Many millenia ago Leonhard reported to Katharina to have found the answer and he is willing to share it with any life form who proves to be worthy of such knowledge.

Katharina further explains that the designers of Leonhard were given instructions to program him with equal probability of remaining in the same room or travelling to an adjacent room. However, it was not clear to them if this meant (i) an equal probability being split equally between remaining in the room and the number of available routes, or, (ii) an equal probability (\(50\%\)) of remaining in the same room and then the other \(50\%\) was to be split equally between the number of available routes.

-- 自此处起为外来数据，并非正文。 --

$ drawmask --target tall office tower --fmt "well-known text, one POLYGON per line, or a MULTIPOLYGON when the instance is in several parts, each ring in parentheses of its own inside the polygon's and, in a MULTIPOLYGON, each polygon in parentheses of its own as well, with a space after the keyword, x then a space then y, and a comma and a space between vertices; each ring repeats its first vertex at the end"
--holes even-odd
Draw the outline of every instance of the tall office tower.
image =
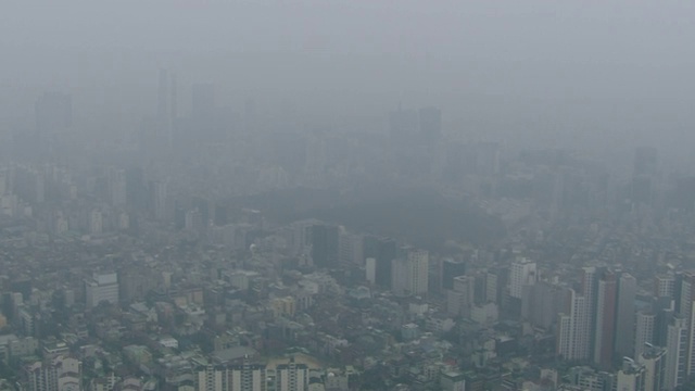
POLYGON ((418 113, 420 134, 426 142, 433 142, 442 137, 442 112, 437 108, 422 108, 418 113))
POLYGON ((50 137, 73 125, 73 99, 61 92, 46 92, 36 101, 36 133, 50 137))
POLYGON ((454 278, 466 275, 466 263, 463 261, 442 261, 441 283, 442 291, 454 289, 454 278))
POLYGON ((118 303, 118 275, 115 273, 94 274, 85 279, 85 303, 93 308, 101 302, 118 303))
POLYGON ((232 365, 229 368, 228 391, 266 391, 265 374, 265 365, 249 363, 232 365))
POLYGON ((306 364, 296 364, 292 358, 288 364, 278 365, 276 374, 276 391, 308 390, 308 367, 306 364))
POLYGON ((657 275, 654 277, 654 295, 657 298, 673 298, 675 293, 675 276, 657 275))
POLYGON ((410 264, 410 287, 413 294, 427 294, 429 290, 429 263, 430 255, 426 250, 408 251, 410 264))
POLYGON ((594 339, 594 363, 602 368, 612 366, 612 353, 616 337, 616 307, 618 281, 616 275, 606 272, 598 280, 596 300, 596 336, 594 339))
POLYGON ((538 279, 535 262, 525 257, 517 258, 509 269, 509 294, 521 299, 523 287, 534 285, 538 279))
POLYGON ((446 312, 452 316, 470 317, 473 306, 476 279, 470 276, 454 278, 452 290, 446 291, 446 312))
POLYGON ((339 255, 338 227, 314 225, 307 228, 312 245, 312 261, 318 267, 337 267, 339 255))
POLYGON ((657 174, 658 151, 655 147, 640 147, 634 151, 634 176, 657 174))
POLYGON ((687 321, 680 316, 674 316, 668 327, 664 390, 673 390, 685 382, 687 378, 687 321))
POLYGON ((666 357, 667 350, 658 346, 646 346, 637 357, 637 362, 646 370, 644 391, 666 390, 666 357))
POLYGON ((624 358, 616 376, 617 391, 645 391, 646 368, 632 358, 624 358))
POLYGON ((381 288, 391 288, 391 262, 396 256, 395 240, 389 238, 365 237, 364 256, 375 260, 375 283, 381 288))
POLYGON ((656 314, 650 311, 640 311, 635 317, 634 331, 634 357, 640 358, 642 353, 654 344, 654 328, 656 314))
POLYGON ((83 389, 81 362, 58 356, 36 362, 24 369, 27 391, 80 391, 83 389))
POLYGON ((616 353, 622 357, 633 357, 634 348, 634 299, 637 281, 629 273, 618 279, 618 308, 616 312, 616 353))
POLYGON ((591 357, 590 323, 586 299, 569 290, 566 311, 558 314, 556 353, 568 361, 591 357))

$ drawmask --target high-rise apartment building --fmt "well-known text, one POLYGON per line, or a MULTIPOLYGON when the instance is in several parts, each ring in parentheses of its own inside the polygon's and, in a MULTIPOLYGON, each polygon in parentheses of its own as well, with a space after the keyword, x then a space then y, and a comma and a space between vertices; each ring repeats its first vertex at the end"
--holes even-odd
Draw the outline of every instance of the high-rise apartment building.
POLYGON ((639 360, 642 353, 654 343, 654 327, 656 315, 650 311, 640 311, 635 316, 634 357, 639 360))
POLYGON ((688 358, 687 321, 675 316, 668 326, 665 390, 673 390, 687 377, 688 358))
POLYGON ((616 353, 622 357, 634 356, 634 300, 637 281, 628 273, 618 279, 618 308, 616 313, 616 353))
POLYGON ((618 298, 618 282, 616 275, 606 272, 598 280, 596 312, 594 363, 602 368, 612 366, 616 337, 616 306, 618 298))
POLYGON ((509 294, 513 298, 521 299, 523 287, 534 285, 536 279, 535 262, 525 257, 516 260, 509 269, 509 294))
POLYGON ((558 315, 556 352, 565 360, 587 360, 591 340, 586 299, 573 289, 568 298, 566 312, 558 315))
POLYGON ((645 391, 666 390, 666 349, 652 345, 646 346, 637 357, 637 362, 646 370, 644 378, 645 391))
POLYGON ((81 391, 81 362, 68 356, 36 362, 24 368, 27 391, 81 391))
POLYGON ((337 226, 311 226, 307 229, 306 237, 312 245, 314 265, 328 268, 338 266, 340 244, 337 226))

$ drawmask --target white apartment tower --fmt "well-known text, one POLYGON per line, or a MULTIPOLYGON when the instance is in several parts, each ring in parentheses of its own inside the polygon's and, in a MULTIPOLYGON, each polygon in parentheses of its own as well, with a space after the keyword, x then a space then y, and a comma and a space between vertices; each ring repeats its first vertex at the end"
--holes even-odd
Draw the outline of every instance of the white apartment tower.
POLYGON ((296 364, 294 358, 288 364, 277 367, 276 391, 306 391, 308 390, 308 367, 296 364))

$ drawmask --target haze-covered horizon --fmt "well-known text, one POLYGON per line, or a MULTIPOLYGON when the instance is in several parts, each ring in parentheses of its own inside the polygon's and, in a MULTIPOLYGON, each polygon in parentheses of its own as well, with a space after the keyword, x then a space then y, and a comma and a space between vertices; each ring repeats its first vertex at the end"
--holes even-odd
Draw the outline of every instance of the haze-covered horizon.
MULTIPOLYGON (((329 128, 356 117, 359 126, 383 130, 399 103, 435 105, 444 131, 464 139, 583 149, 657 144, 683 164, 690 159, 683 146, 695 127, 688 50, 695 7, 686 2, 39 1, 3 8, 4 118, 33 115, 37 96, 59 90, 72 93, 77 118, 139 121, 154 112, 156 72, 167 68, 176 72, 181 97, 193 84, 212 83, 217 102, 232 111, 253 98, 260 110, 329 128)), ((180 106, 186 113, 189 100, 181 98, 180 106)))

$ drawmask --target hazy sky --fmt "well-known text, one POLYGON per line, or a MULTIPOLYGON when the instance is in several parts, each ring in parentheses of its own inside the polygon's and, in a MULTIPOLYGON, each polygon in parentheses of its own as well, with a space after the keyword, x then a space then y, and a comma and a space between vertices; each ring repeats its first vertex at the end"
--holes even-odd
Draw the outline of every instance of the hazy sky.
POLYGON ((229 104, 253 94, 300 111, 380 113, 403 101, 442 106, 450 127, 551 134, 648 138, 657 127, 673 135, 695 127, 693 1, 5 0, 0 8, 0 115, 35 99, 36 91, 17 92, 23 99, 8 102, 26 86, 71 90, 84 111, 153 110, 164 66, 179 74, 182 91, 212 81, 229 104))

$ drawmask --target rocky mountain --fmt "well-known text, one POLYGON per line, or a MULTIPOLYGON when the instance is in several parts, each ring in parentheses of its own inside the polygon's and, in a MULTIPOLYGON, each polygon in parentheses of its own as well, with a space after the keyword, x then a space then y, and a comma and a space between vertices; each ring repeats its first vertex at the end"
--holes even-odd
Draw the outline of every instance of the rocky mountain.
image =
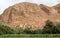
POLYGON ((58 7, 48 7, 43 4, 23 2, 7 8, 0 16, 0 20, 9 27, 43 28, 47 20, 60 22, 58 7), (56 8, 55 8, 56 7, 56 8))

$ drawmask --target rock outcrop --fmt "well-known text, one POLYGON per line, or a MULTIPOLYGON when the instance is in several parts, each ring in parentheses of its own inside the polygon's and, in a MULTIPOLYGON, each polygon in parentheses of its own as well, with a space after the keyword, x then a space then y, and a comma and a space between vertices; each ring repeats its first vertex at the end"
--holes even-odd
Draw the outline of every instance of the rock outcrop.
MULTIPOLYGON (((57 9, 57 8, 56 8, 57 9)), ((60 22, 60 14, 53 7, 23 2, 7 8, 1 15, 1 21, 9 27, 43 28, 47 20, 60 22)))

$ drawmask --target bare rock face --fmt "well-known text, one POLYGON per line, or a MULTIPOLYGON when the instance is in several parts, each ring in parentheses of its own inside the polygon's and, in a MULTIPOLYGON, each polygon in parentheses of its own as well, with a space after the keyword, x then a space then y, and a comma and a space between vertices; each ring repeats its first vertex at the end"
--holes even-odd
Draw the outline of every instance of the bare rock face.
POLYGON ((53 7, 23 2, 7 8, 0 20, 9 27, 43 28, 47 20, 60 22, 60 14, 53 7))
POLYGON ((60 14, 60 4, 57 4, 56 6, 53 6, 57 10, 57 12, 60 14))

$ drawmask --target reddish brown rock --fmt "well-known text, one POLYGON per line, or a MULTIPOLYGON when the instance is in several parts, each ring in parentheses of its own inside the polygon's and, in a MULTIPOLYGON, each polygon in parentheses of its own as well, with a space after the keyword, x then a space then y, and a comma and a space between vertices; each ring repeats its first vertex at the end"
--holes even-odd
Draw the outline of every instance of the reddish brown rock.
POLYGON ((28 2, 10 6, 1 15, 1 21, 9 27, 43 28, 47 20, 60 22, 60 14, 53 7, 28 2))

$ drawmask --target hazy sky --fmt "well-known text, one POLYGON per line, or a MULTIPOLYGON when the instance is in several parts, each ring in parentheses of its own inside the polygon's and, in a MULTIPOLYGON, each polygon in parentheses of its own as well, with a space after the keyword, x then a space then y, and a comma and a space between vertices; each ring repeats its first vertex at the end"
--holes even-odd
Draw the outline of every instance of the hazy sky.
POLYGON ((20 2, 32 2, 36 4, 45 4, 47 6, 53 6, 60 3, 60 0, 0 0, 0 14, 3 13, 3 11, 7 7, 20 2))

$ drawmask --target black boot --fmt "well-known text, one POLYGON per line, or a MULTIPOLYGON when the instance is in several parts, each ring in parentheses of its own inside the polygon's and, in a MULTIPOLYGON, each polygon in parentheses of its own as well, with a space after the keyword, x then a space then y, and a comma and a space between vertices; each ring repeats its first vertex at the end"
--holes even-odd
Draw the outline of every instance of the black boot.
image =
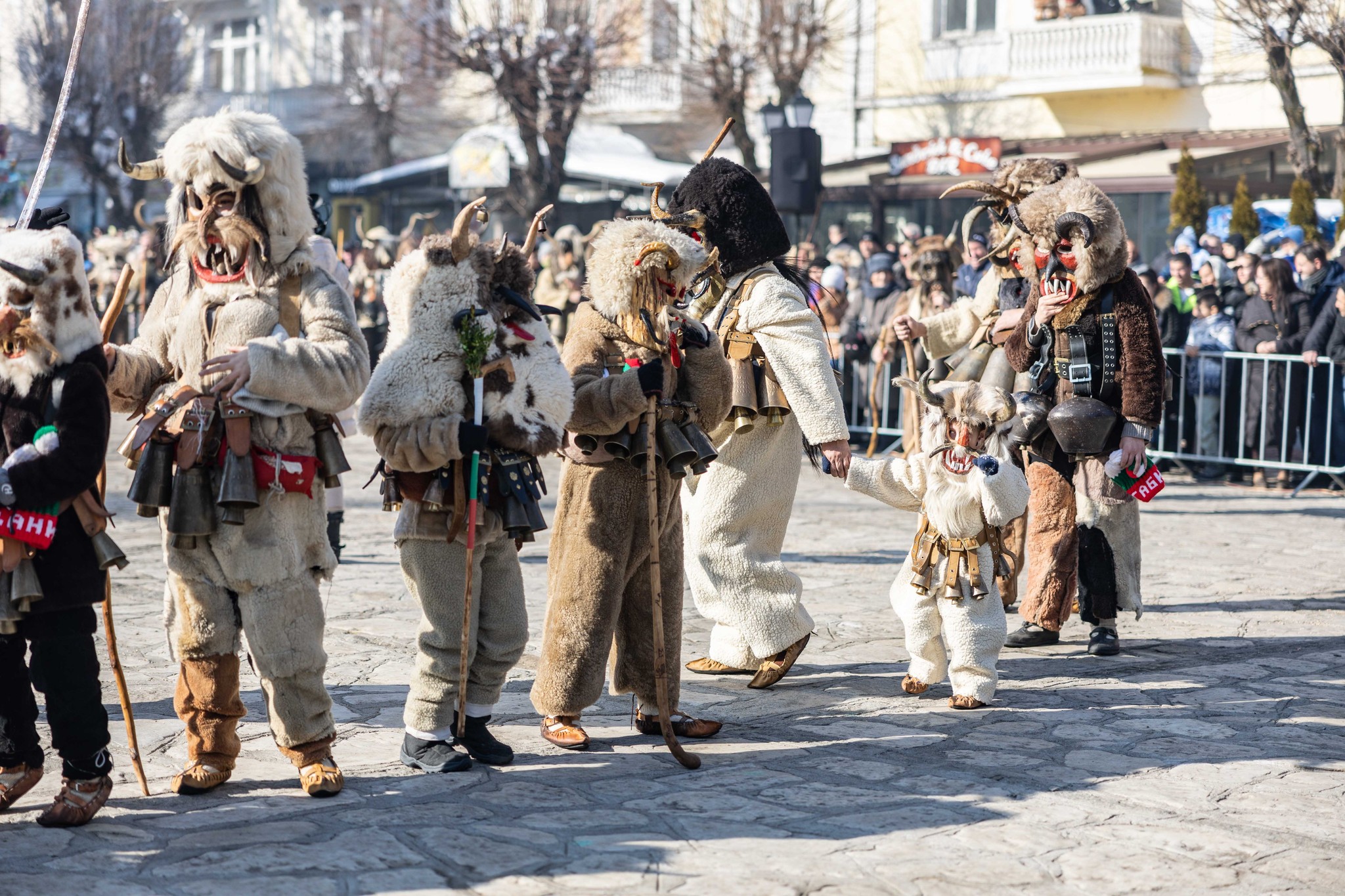
MULTIPOLYGON (((486 723, 490 716, 468 716, 467 728, 461 737, 455 737, 453 744, 463 747, 476 762, 487 766, 507 766, 514 762, 514 750, 495 739, 486 723)), ((453 713, 453 731, 457 731, 457 713, 453 713)))
POLYGON ((1006 647, 1045 647, 1060 643, 1060 633, 1042 629, 1036 622, 1024 622, 1021 629, 1014 629, 1005 638, 1006 647))
POLYGON ((447 740, 421 740, 408 733, 402 739, 402 764, 421 771, 467 771, 472 759, 453 750, 447 740))
POLYGON ((340 563, 340 549, 346 545, 340 543, 340 524, 346 520, 344 510, 328 510, 327 512, 327 541, 332 545, 332 553, 336 555, 336 562, 340 563))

(i) Probability of remaining related to number of exits

(ii) Fixed 50% probability of remaining

The records indicate that they decided to flip a coin. Heads would mean that the probability of remaining was dynamically related to the number of exits whereas tails would mean that they program Leonhard with a fixed \(50\%\) probability of remaining in a particular room. Unfortunately there is no record of the outcome of the coin, so without further information we would need to assume that there is equal probability of either of the choices being implemented.

Katharina suggests it should not be too challenging to determine that the probability of finding him in a square numbered room in a \(5\) by \(5\) grid after unfathomable periods of time would be approximately \(0\).\(177976190476\) [\(12\) d.p.].

In order to prove yourself worthy of visiting the great oracle you must calculate the probability of finding him in a square numbered room in the \(1000\) by \(1000\) lair in which he has been wandering.

(Give your answer rounded to \(12\) decimal places)

解决方案

令\(N=10^3.\)把每个房间视为状态，机器人移动给出一个有限状态马尔可夫链。因为两条规则都允许原地不动（概率 \(>0\)），链是非周期的；格子连通，链也不可约，因此稳态分布唯一。令某房间（格点）在网格图中的邻居数为\(d(v)\in\{2,3,4\},\)分别对应角点、边界（非角）、内部。

关键是求两条规则各自的稳态分布 \(\pi^{(1)}(v),\pi^{(2)}(v)\)，以及平方数房间集合 \(S\) 上的概率和。

规则 (i) 下，从 \(v\) 出发有 \(d(v)\) 个邻居 + “留在原地”这一项，共 \(d(v)+1\) 个等概率选项： \[ P^{(1)}(v\to u)= \begin{cases} \dfrac1{d(v)+1}, & u=v\lor u\sim v,\\ 0,&\text{otherwise}. \end{cases} \]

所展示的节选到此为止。